Budget Woes and the Social Security Administration (SSA): Part 3
In Budget Woes and the SSA: Part 2, we looked at the SSA’s proposed reallocation of payroll taxes from the OASI Trust Fund (Old-Age & Survivors Insurance) to the Disability Insurance Trust Fund (DI) in order to ensure the solvency of the latter past 2016.
Today we will examine the Congressional Budget Office’s (CBO) objection to the reallocation proposal.
Joyce Manchester, a Unit Chief at the CBO, testified on the CBO’s behalf at the DI Trust Fund Congressional Hearing. She spoke to a variety of the CBO’s concerns about the current state of the SSA, including the issue of DI Trust Fund solvency.

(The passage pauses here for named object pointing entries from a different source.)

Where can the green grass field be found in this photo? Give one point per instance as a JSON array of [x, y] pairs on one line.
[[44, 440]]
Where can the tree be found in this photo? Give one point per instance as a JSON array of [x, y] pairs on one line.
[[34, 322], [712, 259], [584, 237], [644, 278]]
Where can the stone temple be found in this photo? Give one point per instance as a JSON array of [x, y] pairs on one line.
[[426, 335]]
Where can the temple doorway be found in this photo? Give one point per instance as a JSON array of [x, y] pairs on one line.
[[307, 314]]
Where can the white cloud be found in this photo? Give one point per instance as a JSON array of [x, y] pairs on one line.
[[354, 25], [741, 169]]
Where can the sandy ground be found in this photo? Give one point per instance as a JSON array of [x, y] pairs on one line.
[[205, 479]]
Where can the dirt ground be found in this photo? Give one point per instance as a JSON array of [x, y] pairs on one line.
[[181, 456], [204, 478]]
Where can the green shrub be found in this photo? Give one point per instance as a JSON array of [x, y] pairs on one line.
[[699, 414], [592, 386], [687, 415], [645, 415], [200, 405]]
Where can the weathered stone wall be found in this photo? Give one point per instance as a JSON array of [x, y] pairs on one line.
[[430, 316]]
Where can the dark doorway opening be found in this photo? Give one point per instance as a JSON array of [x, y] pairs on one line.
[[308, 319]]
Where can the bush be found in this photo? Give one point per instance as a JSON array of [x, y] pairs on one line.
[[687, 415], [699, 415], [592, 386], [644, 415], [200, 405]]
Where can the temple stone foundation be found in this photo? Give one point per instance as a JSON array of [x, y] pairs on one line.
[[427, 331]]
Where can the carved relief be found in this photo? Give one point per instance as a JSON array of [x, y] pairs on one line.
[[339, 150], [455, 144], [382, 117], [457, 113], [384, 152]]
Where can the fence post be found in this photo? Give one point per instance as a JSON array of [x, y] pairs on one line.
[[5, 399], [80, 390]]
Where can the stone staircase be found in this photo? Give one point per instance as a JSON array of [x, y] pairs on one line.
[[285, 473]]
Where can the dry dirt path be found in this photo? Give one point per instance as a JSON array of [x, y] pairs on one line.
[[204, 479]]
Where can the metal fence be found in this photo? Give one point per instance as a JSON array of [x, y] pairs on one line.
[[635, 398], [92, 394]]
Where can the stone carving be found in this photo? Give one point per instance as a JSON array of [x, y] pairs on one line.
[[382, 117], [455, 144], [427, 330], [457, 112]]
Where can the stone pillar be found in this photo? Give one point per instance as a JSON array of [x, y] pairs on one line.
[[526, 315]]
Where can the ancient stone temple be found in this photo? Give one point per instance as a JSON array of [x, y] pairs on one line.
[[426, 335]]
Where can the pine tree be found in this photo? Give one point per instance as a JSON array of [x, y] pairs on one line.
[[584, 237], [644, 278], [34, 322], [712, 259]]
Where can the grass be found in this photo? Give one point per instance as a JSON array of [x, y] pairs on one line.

According to Manchester, the CBO is of the opinion that reallocating payroll taxes from the OASI Trust Fund to the DI Trust Fund might harm the OASI Trust Fund’s future. Instead, the CBO offered the SSA two possible remedies to the DI Trust Fund’s shortage: generate new revenues or cut spending. Regarding revenues, the CBO suggested increasing the payroll tax rate or the taxable earnings limit for the DI program exclusively. And in order to cut spending, it offered a number of suggestions including: a 15% reduction of all DI benefits or a reduction of DI benefits for people 53 and older, revising the cost of living adjustment, altering DI eligibility rules, increasing the mandatory DI waiting period from 5 months to 12, revising regulations in order that the SSA be represented at hearings, and conducting Continuing Disability Reviews (CDRs) on a more regular basis.
The CBO also suggested to the SSA a number of major policy changes it could make to improve administrative function, such as switching from a full to a partial DI payment program, requiring employers to offer their own disability insurance programs to employees, and revising employers’ tax rates to account for their claim history (a method called “experience rating”).